Bestselling author Rachel Held Evans once drew a global following through her Tennessee-based blog and books, where she wrestled openly with traditional evangelicalism and gave language to people who were questioning their own faith. Then an infection led to her sudden death at the age of 37 in 2019, ending what was expected to be a prolific writing career.

Since her death, a generation of writers owe a clear debt to the path she carved, many of whom are still trying to keep Evans’s writing alive in a new book called Braving the Truth: Essential Essays for Reckoning with and Reimagining Faith (HarperOne, Feb.). The book is edited by Sarah Bessey, a bestselling author and cofounder with Evans of the progressive Evolving Faith conference and podcast in 2018.

“Rachel created a pathway of truth-telling and prophetic speaking where you still get to love the church and nobody gets to tell you that you don’t belong here,” Bessey tells PW.

A self-described “Bible nerd” raised in the heart of the Bible Belt, Evans came of age within conservative evangelicalism. But when the doctrine she had inherited began to unravel for her, questions about science, gender, and the Bible itself became front and center. Braving the Truth is a collection representing a time capsule of some of the debates that were unfolding in American Christianity while Evans was blogging between 2007 and 2019.

“Rachel always had her finger on the pulse of the church and what was influencing it,” Bessey says. “I can’t think of another time in the history of the church when anyone would’ve cared what some southern lady from east Tennessee had to say about gender roles and reading the Bible or evangelicalism and the shift toward Donald Trump.”

Evans would encourage women, who are often not allowed to preach in evangelical churches, to speak up anyway. “To those who will not accept us as preachers, we will have to become prophets,” Evans wrote in 2011. An early critic of President Trump, Evans would talk about the “unholy American trinity of patriarchy, white supremacy, and religious nationalism.” In a January 28 blog post included in Braving the Truth, Evans wrote about Trump and opined, "When power is the end game, faithfulness bows to political expediency."

Keeping faith while questioning doctrine

Evans, who eventually left evangelicalism to embrace the mainline Protestant tradition by becoming an Episcopalian, explored topics ranging from doubt, scripture, politics, gender, and sexuality. Bessey says she still hears from parents who talk about Evan's 2013 blog post titled “If my son or daughter were gay” because it gave them language for how to think and talk to their kids. In the post, which is included in the book, Evans wrote that if her daughter were gay, “I would want her to know nothing could separate her from the love of God in Christ. I would want her to know that she isn’t broken, she isn’t an embarrassment, she isn’t a disappointment.”

Evans often served as a north star for many Christians going through deconstruction—picking apart their inherited faith. “People since her death would say, ‘I felt like I knew her. I felt like she was my pastor,’ or ‘She was alongside me,’” Bessey says. “She would know how I was feeling or thinking before I did.”

For many, Evans provided the courage to reexamine doctrine, what they previously thought was gospel truth.
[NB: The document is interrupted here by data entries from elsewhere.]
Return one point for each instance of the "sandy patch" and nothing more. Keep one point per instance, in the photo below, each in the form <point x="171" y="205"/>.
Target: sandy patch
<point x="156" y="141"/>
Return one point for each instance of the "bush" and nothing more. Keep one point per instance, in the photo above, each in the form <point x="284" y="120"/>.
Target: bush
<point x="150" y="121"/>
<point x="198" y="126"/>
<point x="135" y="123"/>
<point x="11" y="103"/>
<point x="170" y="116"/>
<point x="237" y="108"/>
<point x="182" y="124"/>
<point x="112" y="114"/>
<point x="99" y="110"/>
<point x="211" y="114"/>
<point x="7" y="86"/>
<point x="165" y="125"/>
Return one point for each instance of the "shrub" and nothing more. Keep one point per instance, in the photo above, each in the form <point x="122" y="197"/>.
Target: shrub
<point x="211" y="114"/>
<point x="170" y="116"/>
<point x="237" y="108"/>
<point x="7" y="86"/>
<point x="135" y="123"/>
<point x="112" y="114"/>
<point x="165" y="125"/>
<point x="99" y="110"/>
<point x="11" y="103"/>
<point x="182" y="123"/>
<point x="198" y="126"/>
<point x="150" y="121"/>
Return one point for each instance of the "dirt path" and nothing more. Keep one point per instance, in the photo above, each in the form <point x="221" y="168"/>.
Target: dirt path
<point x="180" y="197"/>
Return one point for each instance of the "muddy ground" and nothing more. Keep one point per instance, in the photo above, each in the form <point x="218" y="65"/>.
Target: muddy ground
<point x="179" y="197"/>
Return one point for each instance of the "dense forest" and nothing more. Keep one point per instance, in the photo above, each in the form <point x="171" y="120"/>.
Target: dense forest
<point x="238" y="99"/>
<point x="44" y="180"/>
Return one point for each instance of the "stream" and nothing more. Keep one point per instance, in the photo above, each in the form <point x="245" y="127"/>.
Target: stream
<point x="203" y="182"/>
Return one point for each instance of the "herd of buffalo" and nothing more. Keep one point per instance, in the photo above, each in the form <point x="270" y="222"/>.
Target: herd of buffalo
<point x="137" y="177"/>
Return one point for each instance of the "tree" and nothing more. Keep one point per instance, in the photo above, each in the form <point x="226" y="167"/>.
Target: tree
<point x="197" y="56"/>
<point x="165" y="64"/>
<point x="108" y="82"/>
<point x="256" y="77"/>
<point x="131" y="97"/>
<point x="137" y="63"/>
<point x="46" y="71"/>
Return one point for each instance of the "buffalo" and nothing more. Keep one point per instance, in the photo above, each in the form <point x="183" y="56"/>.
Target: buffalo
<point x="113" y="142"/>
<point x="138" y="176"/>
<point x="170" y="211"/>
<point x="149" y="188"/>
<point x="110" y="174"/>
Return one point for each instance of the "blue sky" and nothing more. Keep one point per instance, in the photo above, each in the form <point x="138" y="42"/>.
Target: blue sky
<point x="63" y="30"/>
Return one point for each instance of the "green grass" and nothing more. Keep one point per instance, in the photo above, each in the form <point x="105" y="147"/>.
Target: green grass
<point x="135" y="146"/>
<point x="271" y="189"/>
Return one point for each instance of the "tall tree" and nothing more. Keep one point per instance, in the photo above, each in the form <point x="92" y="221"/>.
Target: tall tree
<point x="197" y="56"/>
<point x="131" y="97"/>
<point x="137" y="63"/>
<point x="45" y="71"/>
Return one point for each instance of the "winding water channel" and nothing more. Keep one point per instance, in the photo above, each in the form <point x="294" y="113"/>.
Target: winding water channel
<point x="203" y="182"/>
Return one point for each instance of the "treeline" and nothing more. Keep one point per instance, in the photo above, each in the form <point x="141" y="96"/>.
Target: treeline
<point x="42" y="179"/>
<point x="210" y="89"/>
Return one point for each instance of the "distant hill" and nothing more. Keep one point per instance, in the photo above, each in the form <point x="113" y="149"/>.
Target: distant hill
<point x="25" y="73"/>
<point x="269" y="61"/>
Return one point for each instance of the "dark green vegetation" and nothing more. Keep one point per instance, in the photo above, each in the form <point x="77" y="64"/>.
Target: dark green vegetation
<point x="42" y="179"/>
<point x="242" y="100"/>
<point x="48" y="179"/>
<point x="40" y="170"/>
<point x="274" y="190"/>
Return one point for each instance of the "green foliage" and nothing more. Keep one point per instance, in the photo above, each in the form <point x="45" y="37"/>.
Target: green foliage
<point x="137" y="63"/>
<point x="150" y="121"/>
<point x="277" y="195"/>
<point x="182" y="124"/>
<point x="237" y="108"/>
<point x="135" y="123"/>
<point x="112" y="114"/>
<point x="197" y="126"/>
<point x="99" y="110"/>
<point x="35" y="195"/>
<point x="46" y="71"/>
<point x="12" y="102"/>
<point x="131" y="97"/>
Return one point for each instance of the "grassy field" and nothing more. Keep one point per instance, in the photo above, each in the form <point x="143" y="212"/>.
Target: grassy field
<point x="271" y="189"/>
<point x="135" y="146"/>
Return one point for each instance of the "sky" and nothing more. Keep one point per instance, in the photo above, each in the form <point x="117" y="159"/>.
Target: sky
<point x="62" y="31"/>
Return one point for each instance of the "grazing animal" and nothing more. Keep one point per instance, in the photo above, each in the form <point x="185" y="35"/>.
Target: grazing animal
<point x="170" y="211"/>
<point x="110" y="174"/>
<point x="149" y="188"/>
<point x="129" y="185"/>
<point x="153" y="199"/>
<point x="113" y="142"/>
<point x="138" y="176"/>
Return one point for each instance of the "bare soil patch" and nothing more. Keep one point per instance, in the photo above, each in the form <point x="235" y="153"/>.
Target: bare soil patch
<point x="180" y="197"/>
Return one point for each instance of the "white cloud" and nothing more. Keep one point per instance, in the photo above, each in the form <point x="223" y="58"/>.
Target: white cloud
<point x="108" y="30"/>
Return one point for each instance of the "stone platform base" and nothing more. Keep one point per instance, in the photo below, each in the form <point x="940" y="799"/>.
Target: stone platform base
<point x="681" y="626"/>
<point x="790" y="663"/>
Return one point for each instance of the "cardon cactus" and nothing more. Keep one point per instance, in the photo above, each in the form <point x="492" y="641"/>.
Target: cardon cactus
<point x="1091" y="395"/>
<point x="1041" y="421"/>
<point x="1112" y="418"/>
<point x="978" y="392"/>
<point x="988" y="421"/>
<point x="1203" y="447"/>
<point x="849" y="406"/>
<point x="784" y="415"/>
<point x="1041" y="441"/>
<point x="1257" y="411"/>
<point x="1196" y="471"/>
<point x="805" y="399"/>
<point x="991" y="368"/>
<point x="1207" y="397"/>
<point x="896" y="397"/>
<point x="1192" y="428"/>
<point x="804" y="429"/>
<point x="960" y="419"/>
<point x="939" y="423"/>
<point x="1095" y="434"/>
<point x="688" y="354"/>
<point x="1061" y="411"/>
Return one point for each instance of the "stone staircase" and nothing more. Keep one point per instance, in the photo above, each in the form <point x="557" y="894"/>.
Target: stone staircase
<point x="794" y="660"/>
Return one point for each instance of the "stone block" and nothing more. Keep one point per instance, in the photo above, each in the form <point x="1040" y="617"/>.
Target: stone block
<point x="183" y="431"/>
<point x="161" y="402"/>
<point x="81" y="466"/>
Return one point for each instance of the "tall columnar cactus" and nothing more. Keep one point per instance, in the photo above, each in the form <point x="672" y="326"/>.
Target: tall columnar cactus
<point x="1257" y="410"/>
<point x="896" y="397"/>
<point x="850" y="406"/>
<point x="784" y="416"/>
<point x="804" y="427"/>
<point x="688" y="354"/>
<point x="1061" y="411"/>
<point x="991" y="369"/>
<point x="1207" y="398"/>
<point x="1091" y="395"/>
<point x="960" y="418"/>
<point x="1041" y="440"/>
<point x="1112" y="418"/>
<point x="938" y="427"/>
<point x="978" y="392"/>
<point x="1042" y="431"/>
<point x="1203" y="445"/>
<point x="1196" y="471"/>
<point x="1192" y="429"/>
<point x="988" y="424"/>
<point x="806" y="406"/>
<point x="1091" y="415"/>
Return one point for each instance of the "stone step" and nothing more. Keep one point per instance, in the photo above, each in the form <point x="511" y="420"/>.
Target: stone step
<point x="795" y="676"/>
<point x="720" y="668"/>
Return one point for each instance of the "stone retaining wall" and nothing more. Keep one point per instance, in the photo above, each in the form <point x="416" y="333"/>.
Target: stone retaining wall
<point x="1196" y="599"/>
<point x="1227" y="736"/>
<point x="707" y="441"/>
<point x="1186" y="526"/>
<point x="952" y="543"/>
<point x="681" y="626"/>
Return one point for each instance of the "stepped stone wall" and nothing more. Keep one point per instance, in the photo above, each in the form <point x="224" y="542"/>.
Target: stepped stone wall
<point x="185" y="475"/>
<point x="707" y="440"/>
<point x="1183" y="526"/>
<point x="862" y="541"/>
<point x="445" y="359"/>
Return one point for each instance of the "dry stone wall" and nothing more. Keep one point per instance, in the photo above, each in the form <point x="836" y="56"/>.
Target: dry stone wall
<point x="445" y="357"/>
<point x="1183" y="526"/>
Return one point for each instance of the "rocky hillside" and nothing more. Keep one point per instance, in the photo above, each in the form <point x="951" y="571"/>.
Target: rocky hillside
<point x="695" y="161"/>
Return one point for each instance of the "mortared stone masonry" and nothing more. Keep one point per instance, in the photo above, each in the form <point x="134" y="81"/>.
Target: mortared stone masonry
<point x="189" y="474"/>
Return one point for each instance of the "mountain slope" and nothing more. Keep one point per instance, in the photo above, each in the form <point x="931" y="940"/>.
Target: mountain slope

Author Jen Hatmaker wrote an essay for Braving the Truth on how Evans helped her come to an inclusive position on people who are LGBTQ. “For every person who has responded to my leadership in their life toward spiritual evolution, know there was a Rachel in mine first,” Hatmaker wrote.

Another of the book's contributors, Shauna Niequist, wrote about how she would borrow bravery from Evans. “Rachel graciously allowed me—and so, so many others—to draft off her bravery, to be a little more courageous in the reflection of her courage,” Niequist wrote. “She gave me a living, breathing vision of something I wanted to be, something to aspire to.”

That idea of “borrowing bravery” came up for Bessey as she edited the book. “You borrow bravery from Rachel because she gave you language or said out loud something you felt but didn’t know how to articulate, and you were able to lean into truth,” Bessey says. “It takes a lot of bravery to be a person right now, and it starts with being able to say what’s true.”